Abstract:
General first order methods (GFOMs), including various gradient descent variants and approximate message passing algorithms, constitute a broad class of iterative algorithms widely used in modern statistical learning problems. Some GFOMs also serve as constructive proof devices, iteratively characterizing the empirical distributions of statistical estimators in the asymptotic regime of large system limits for a fixed number of iterations.
This talk develops a non-asymptotic mean-field characterization of the dynamics of a general class of GFOMs. Our characterizations capture the precise stochastic behavior of each coordinate of the GFOM iterates and, more importantly, hold universally across a broad class of heterogeneous random matrix models.

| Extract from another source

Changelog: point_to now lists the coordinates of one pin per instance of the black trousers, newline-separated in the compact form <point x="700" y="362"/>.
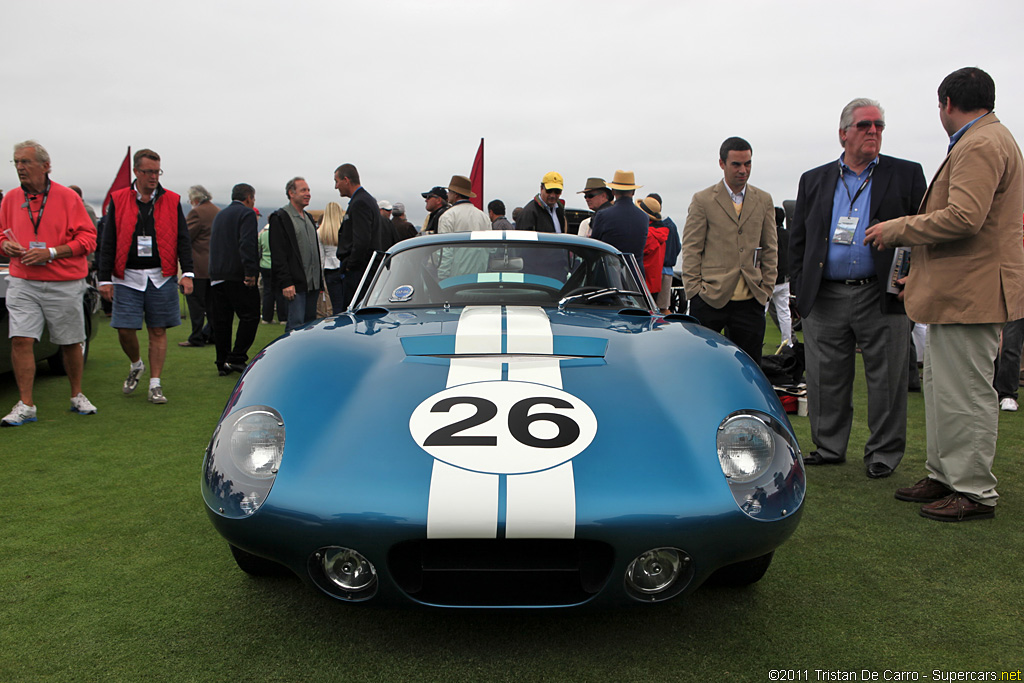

We demonstrate the utility of these general results through two applications. In the first application, we characterize the mean-field behavior of gradient descent algorithms in a broad class of empirical risk minimization problems. Our theory also facilitates a generic iterative algorithm that consistently estimates key state evolution parameters, which can be used for statistical inference via gradient descent.
In the second application, we develop an algorithmic method for proving the universality of regularized regression estimators. Specifically, we systematically improve universality results for regularized regression estimators in the linear model and resolve the universality conjecture for (regularized) maximum likelihood estimators in the logistic regression model.
About the Speaker:
Qiyang Han is an Associate Professor of Statistics at Rutgers University. He received a Ph.D. in Statistics in 2018 from University of Washington under the supervision of Professor Jon A. Wellner. His research expands broadly in mathematical statistics and high dimensional probability, including empirical process theory, constrained nonparametric inference, mean-field high dimensional statistics, and more recently, large random iterative algorithms. He is a recipient of the NSF CAREER award, the Bernoulli Society New Researcher Award, and the David G. Kendall’s Award in Mathematical Statistics.